A descoberta de uma plantação com cerca de 290 mil pés de maconha em Acopiara, no interior do Ceará, virou uma nova polêmica política no estado após o deputado federal André Fernandes (PL-CE) denunciar que parte da droga e possíveis provas foram deixadas no local depois de uma operação da Polícia Civil. O caso ocorre em meio ao ambiente já tensionado da pré-campanha estadual, que envolve o PL, Michelle Bolsonaro, aliados da família Bolsonaro e o ex-governador Ciro Gomes (PSDB).

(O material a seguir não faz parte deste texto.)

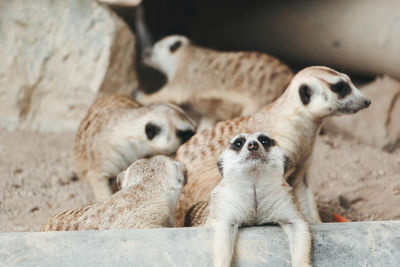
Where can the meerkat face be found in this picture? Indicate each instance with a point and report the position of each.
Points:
(251, 152)
(164, 55)
(323, 91)
(167, 127)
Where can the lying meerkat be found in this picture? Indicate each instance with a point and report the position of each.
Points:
(217, 85)
(252, 192)
(150, 190)
(293, 120)
(116, 131)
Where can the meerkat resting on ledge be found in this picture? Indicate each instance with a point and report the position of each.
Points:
(217, 85)
(149, 191)
(293, 120)
(252, 192)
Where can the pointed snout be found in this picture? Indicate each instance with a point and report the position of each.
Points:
(367, 102)
(146, 54)
(253, 146)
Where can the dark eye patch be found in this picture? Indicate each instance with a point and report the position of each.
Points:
(238, 143)
(341, 89)
(152, 130)
(175, 46)
(305, 94)
(184, 135)
(266, 141)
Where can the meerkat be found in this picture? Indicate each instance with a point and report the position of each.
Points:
(216, 85)
(116, 131)
(150, 190)
(252, 192)
(293, 120)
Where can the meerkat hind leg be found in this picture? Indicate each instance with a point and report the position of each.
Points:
(305, 201)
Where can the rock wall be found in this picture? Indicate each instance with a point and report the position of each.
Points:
(56, 57)
(378, 125)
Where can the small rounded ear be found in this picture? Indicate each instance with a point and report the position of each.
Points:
(305, 93)
(175, 46)
(152, 130)
(220, 166)
(121, 180)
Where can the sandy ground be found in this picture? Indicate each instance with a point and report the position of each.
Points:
(348, 177)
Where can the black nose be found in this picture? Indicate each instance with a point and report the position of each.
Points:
(184, 135)
(253, 146)
(146, 52)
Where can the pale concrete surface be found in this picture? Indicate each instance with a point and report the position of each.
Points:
(334, 244)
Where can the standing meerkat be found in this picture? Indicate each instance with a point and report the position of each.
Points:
(150, 190)
(217, 85)
(252, 192)
(293, 120)
(116, 131)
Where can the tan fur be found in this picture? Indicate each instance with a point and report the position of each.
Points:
(148, 201)
(286, 120)
(221, 85)
(112, 136)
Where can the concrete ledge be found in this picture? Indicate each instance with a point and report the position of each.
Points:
(334, 244)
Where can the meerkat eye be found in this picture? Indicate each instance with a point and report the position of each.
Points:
(305, 94)
(238, 143)
(266, 141)
(175, 46)
(152, 130)
(184, 135)
(341, 88)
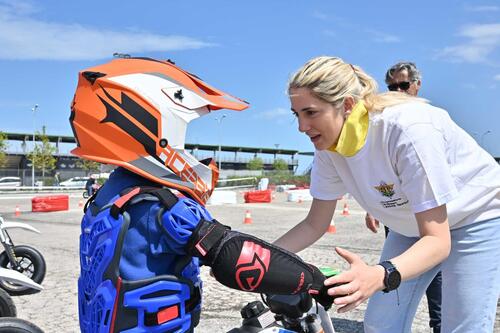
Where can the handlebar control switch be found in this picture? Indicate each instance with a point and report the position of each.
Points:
(252, 309)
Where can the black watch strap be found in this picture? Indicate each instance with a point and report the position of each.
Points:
(392, 277)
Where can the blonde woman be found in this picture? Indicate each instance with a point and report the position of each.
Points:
(408, 164)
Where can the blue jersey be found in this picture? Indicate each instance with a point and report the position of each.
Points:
(135, 273)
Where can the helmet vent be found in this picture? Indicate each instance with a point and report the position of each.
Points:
(178, 95)
(163, 142)
(92, 76)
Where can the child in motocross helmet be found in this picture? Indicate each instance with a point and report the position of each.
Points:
(146, 231)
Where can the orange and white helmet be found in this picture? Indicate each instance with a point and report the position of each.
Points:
(133, 113)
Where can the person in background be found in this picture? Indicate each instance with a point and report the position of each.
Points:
(405, 77)
(89, 185)
(407, 163)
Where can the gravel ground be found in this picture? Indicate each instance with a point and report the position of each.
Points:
(55, 308)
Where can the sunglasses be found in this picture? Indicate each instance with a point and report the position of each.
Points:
(405, 85)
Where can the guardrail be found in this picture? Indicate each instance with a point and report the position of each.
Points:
(36, 189)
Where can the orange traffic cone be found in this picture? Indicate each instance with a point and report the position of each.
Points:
(345, 211)
(248, 218)
(331, 228)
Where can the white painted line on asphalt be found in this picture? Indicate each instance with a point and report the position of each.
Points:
(32, 196)
(338, 212)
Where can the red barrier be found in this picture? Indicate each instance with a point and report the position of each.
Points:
(258, 196)
(50, 203)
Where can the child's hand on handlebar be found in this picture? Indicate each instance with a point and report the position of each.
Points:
(320, 294)
(353, 287)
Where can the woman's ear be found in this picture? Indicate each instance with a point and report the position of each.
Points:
(348, 105)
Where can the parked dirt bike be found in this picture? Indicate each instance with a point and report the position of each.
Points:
(21, 258)
(8, 311)
(286, 314)
(17, 325)
(85, 193)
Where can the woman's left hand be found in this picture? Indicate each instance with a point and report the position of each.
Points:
(358, 283)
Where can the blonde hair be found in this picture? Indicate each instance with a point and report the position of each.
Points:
(332, 80)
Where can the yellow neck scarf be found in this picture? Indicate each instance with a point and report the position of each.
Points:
(353, 135)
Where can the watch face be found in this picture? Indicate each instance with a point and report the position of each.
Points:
(393, 280)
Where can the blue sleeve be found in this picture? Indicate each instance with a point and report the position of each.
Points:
(178, 223)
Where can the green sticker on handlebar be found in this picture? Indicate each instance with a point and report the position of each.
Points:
(328, 271)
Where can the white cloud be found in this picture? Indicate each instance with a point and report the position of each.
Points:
(23, 37)
(329, 33)
(482, 8)
(483, 39)
(382, 37)
(280, 115)
(319, 15)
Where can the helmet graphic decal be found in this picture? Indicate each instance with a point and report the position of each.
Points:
(115, 117)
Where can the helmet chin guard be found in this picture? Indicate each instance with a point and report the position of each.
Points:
(134, 113)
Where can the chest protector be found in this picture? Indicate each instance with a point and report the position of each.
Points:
(165, 303)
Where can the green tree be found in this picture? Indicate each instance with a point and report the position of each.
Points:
(42, 154)
(3, 148)
(280, 164)
(255, 163)
(89, 165)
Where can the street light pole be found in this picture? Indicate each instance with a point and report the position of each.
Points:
(482, 136)
(219, 120)
(33, 109)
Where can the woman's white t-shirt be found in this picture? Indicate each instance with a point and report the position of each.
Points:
(415, 158)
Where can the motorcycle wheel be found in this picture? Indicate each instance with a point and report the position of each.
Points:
(16, 325)
(7, 306)
(32, 264)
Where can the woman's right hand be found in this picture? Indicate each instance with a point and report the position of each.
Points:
(372, 223)
(358, 283)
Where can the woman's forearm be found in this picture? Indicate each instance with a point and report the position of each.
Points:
(299, 237)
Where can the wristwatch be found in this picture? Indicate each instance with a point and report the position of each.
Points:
(392, 278)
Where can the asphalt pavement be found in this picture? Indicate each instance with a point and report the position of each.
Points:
(55, 308)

A notícia é da revista Veja, mas o assunto já foi tratado aqui e em outros veículos regionais. A operação foi anunciada pela Polícia Civil como uma das maiores apreensões de maconha já realizadas no Ceará. Segundo as informações divulgadas, os policiais encontraram uma grande área de cultivo da droga, além de material já colhido. Após a ação, porém, André Fernandes decidiu ir ao local para verificar se a plantação havia sido destruída e se o material tinha sido recolhido.
No sábado, 27, o deputado fez uma live enquanto seguia por uma estrada de terra, à noite, em Acopiara. No vídeo, afirmou que não se sentia seguro e disse que acionaria uma delegacia caso algo acontecesse. No dia seguinte, publicou um novo vídeo com a denúncia de que a operação teria deixado para trás sacas de maconha, parte da plantação ainda intacta, cadernetas com anotações e até um celular.
Fernandes afirmou que o local estava sem vigilância, sem isolamento e poderia ser acessado por criminosos ou por qualquer pessoa. Ele também levantou a suspeita de que a operação teria sido interrompida por ordem de alguém influente, mas não apresentou provas para sustentar essa acusação.
A denúncia levou a Secretaria da Segurança Pública e Defesa Social do Ceará a anunciar a apuração de uma possível falha nos procedimentos de custódia do material apreendido. O governo estadual afirmou que eventuais irregularidades serão investigadas e que os responsáveis poderão ser punidos dentro da lei.
O caso também ganhou força no debate eleitoral. À noite, o ex-governador Ciro Gomes, pré-candidato ao governo do Ceará, entrou na discussão e usou o episódio para criticar a segurança pública no estado. A oposição passou a tratar o caso como símbolo de falha administrativa do governo Elmano de Freitas (PT).
O governador, por sua vez, reagiu às críticas, questionou a postura de André Fernandes e afirmou que a polícia não deixaria o local sem destruir a plantação. A polêmica transformou uma operação contra o tráfico em mais um capítulo da disputa política cearense, com potencial de desgaste para o governo e combustível para a oposição na pré-campanha.